Der Kaplan griff hinter sich nach dem Hut, der auf einer Gewandtruhe lag, und erhob sich rasch. »Gute Nacht«, sagte er leise. Bei der Schilderung des schmerzverzerrten Kindergesichtchens tauchte vor ihm, wie eine Vision, das auf Polstern gebettete Köpfchen eines kleinen Mädchens auf, das wachsbleiche Antlitz von hellblonden Haarsträhnen umflutet, die trockenen Lippen zuckend und aus den großen blauen Augen, die in hilflosem Jammer nach den wehklagenden Angehörigen starrten, troffen schwere Tränen ... Emmy, sein Schwesterchen, das, elf Jahre alt, starb.

An der Türe hielt der Holzknecht den jungen Priester zurück. »Nix für ungut, Herr, ich verübel' Euch ja auch nix, Neugier hat Euch nit herg'trieb'n – aber verschweig'n mag ich nit, wie mer oft in bester Absicht doch nix Recht's stift't. Von mir will ich nit sagen, obwohl ich heut nacht schwerlich die Pfeifen kalt werd'n und die Hand' feiern lassen darf, damit mer 's Rauchen und Spanschneiden über meine Gedanken weghilft, bis vielleicht geg'n Fruh mich doch d' Müden hinwirft, oder g' wiß der Tag anbricht und d' schwer' Arbeit mich erlöst: aber der arme Hascher da drin, mein Weib, dö macht heut kein Aug' mehr zu und flennt laut und bet't in der Still'n, und das treibt's morgen und übermorgen, vielleicht d' ganz' Wochen.

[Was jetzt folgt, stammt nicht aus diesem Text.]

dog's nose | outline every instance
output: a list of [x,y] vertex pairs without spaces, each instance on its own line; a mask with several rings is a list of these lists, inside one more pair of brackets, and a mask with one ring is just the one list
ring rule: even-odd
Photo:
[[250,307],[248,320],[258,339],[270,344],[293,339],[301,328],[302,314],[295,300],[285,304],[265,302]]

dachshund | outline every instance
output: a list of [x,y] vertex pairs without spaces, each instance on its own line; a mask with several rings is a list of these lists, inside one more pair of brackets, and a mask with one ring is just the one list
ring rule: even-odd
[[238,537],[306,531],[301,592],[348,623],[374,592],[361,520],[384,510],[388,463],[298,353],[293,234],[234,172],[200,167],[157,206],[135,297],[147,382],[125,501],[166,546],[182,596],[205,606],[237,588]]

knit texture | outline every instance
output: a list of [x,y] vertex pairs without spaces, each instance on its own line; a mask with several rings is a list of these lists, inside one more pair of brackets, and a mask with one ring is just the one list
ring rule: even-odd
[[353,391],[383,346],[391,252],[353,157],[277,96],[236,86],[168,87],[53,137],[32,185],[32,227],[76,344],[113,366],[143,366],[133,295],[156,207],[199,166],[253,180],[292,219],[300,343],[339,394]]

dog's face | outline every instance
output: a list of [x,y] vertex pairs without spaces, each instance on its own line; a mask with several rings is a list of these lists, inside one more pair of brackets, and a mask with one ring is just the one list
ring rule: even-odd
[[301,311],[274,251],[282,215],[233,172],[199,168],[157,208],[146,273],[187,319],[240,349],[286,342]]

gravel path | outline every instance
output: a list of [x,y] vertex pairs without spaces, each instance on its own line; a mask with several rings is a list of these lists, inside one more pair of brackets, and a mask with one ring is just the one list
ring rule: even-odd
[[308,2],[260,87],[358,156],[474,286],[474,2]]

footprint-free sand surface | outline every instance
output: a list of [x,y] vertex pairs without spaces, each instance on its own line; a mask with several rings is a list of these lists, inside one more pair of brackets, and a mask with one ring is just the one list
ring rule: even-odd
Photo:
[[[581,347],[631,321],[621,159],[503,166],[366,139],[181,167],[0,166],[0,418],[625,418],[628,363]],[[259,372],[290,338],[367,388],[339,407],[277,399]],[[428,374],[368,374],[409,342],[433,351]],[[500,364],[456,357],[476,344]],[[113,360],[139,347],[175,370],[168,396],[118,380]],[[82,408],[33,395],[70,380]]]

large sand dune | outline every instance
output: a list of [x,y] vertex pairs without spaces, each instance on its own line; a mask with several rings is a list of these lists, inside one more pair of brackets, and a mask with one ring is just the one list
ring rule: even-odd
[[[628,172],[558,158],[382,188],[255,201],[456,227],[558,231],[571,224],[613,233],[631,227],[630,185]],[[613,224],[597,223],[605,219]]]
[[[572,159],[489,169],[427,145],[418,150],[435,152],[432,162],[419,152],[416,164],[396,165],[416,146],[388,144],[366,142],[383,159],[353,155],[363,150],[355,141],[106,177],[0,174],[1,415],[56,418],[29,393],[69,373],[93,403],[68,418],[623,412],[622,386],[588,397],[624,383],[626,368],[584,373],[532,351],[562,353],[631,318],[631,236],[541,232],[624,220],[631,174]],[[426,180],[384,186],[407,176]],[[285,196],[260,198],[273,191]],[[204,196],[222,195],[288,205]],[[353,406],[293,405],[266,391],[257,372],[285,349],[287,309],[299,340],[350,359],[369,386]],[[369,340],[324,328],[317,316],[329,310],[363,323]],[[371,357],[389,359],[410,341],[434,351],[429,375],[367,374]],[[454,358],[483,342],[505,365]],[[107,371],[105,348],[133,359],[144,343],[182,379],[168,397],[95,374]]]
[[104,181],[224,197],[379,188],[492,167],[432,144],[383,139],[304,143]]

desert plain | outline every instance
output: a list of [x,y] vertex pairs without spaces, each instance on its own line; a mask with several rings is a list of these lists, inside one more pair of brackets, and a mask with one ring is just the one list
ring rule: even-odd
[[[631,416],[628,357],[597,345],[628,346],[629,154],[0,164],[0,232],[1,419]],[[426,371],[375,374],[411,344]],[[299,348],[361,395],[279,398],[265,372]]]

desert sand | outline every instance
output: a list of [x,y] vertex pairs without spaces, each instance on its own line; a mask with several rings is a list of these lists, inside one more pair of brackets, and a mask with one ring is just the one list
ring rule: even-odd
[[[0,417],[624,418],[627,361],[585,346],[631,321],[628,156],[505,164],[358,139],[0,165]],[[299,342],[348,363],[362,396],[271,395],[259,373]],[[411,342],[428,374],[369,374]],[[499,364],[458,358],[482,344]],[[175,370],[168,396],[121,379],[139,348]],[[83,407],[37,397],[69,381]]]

Dö tut mich bedauern.«

Der Kaplan faßte mit beiden Händen die Rechte des Holzknechtes. »Bei Gott, liebe Leute, das wollt' ich nicht, ihr müßt mir nicht zürnen.«

»Ei mein, nein, bester Herr, nein. Gute Nacht!«

Mit verschränkten Armen und gesenktem Kopfe schritt der Kaplan nach dem Dorfe zurück. Als er an der Hütte der Lotteriesepherl vorüberkam, sah er nicht, wie die Alte ihm über den Zaun zugrinste, und er schüttelte nur abweisend mit dem Kopfe, als er sie belfern hörte: »Na, Schwarzer, gelt, nix hast g'richt't? Ja, ich und der Holz-Valentinl, mir geb'n af kein' Glaub'n was, af kein'! Kannst lang warten. Bis ich mal ein Quartterno mach', nachher kimm!«

Er ging des Weges weiter. Dunkel und stille war es ringsum geworden, trübe und zag in seinem Innern. Vom Pfarrhofe her blinkte ein Licht, es konnte sich einer, der den Pfad verloren, danach zurechtfinden, und wenn er ihm folgte, so führte es ihn in die – Studierstube.